Although many of the cancer types showed evidence of correlation between sequencing depth and TMB, this was not the case for bladder urothelial carcinoma (BLCA), lung adenocarcinoma (LUAD), prostate adenocarcinoma (PRAD), skin cutaneous melanoma (SKCM). Using PCAWG data in which clonal and subclonal mutations have been distinguished, we found that the lack of correlation between TMB and coverage in some cancer types is likely due to the high clonal proportions in samples within these cancer types (Fig. S7). Because they occur at high frequencies (far in excess of the frequency thresholds used to define TMB), clonal mutations are easier to detect and contribute unambiguously to the count of mutations exceeding the frequency threshold. Unsurprisingly, more heterogenous tumours (with high proportions of subclonal mutations) are more likely to be influenced by changes in sequencing depth. This is consistent with the observation of higher TMB in metastatic cancers, which has been suggested to result from bottlenecks in cell populations leading to increased proportions of clonal variants [55, 56]. Therefore, tumour heterogeneity may impact TMB estimates and may explain some of the variability in estimated TMB values across studies. Interestingly, tumour heterogeneity has also been suggested as a companion to TMB to achieve better performance in ICI response prediction ([57]).
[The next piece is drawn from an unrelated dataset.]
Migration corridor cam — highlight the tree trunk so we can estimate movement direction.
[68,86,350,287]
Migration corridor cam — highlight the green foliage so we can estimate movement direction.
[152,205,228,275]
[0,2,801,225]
Our study demonstrates that there can be substantial biases in TMB estimates when the mutational burden includes a large contribution from subclonal mutations. These biases result from lack of power to detect low-frequency variants as well as bias and uncertainty in estimated mutation frequencies. There are at least two ways in which this issue can be addressed. At higher sequencing depths the power to detect low-frequency variants increases. Given any TMB threshold it is possible to determine the sequencing depth that would be required to achieve higher power to recover somatic mutations at or above that threshold. Although, the biases we describe here also decrease with increasing sequencing depth it is less easy to determine the relationship between sequencing depth and the bias in TMB resulting from these effects as they depend on the shape of the mutation frequency spectrum. An alternative approach, which may provide stable estimates of TMB even for lower sequencing depths, would be to use all of the data generated to estimate the shape of the variant allele frequency spectrum and, from this, to derive an estimate of the TMB. Although in-principle this is possible, it will require the development of sophisticated statistical models that can account appropriately for all technical factors that can influence the probability with which somatic mutations are recovered and their observed frequency in tumour sequencing data.

Conclusion

We have examined two sources of bias that can affect current methodologies to estimate TMB. The impact of these biases depends on the mutant allele frequency spectrum and it can be substantial when the TMB includes a large contribution from subclonal mutations. These strength of these biases, as well as the power to detect subclonal mutations, vary with sequencing depth, resulting in the potential for inconsistency in TMB estimated using different sequencing depths. We show through an analysis of data from TCGA that there is a correlation between sequencing depth and estimated TMB, except in the case of tumours with large proportions of clonal variants. Overall, our findings caution that current methods to estimate TMB can be biased as well as inconsistent at different sequencing depths and we suggest that accurate and robust estimation of TMB could be achieved using statistical models to estimate parameters of the mutant allele frequency spectrum.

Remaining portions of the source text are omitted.